Over the Half-Century Following the Civil War
Over the half-century following the Civil War, a new memory shaped by Lost Cause rhetoric emerged and solidified within the public discourse. This narrative challenged the memory of the war as a symbol of Black Liberation, Emancipation, and a Second Founding of the nation. By the turn of the nineteenth century, Blight claims, "romance triumphed over reality, sentimental remembrance won over ideological memory," and "over time, Americans have needed deflections from the deeper meanings of the Civil War. It haunts us still; we feel it… but often do not face it" (Blight, 4). As evidence of the success of the Lost Cause narrative, in 1915, President Woodrow Wilson screened The Birth of Nation in the White House. The film signaled the end of emancipatory and a slavery-centric justification for the war; instead, the Lost Cause narrative came to dominate mainstream understandings of the war, a legacy Americans contend with to this day.

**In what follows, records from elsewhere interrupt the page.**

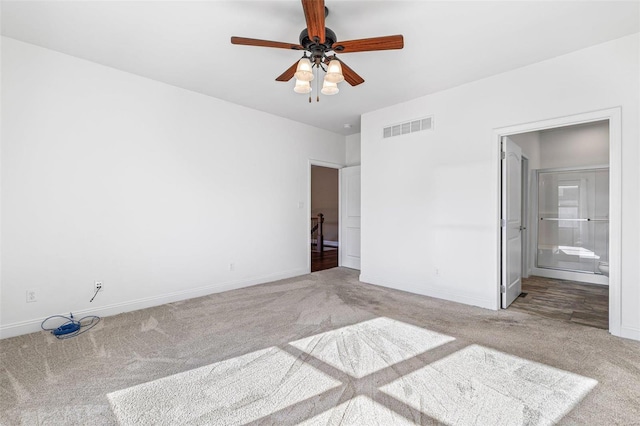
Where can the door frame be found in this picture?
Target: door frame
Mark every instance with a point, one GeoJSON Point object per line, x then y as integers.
{"type": "Point", "coordinates": [329, 165]}
{"type": "Point", "coordinates": [613, 115]}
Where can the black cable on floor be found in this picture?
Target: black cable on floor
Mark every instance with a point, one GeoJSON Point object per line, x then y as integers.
{"type": "Point", "coordinates": [71, 328]}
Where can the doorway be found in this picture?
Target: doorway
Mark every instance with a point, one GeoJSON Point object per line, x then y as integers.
{"type": "Point", "coordinates": [324, 220]}
{"type": "Point", "coordinates": [563, 235]}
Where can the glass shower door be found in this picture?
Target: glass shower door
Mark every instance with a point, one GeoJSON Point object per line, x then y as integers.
{"type": "Point", "coordinates": [573, 212]}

This newly imagined and constructed "memory" of the war as one of Northern aggression and Southern defense was particularly strong in the former Confederate states. It minimized and obfuscated national justifications for war by glorifying the 'cult of the fallen soldier.' In doing so, it sentimentalized the war and fervently asserted that the Confederacy fought for a righteous political and religious cause only to be defeated by the North's superior industrial wealth. Likewise, it transformed the antebellum South from a place of enslaved brutality towards one of lost romance, where the enslaved and enslaver had lived in an idealistic paternal relationship, dismissing the horrors of slavery—turning the enslaver into a father figure and moral compass for the people they enslaved. This paternal-romantic narrative is the foundation of the Lost Cause mythology and is ideologically based on white supremacy.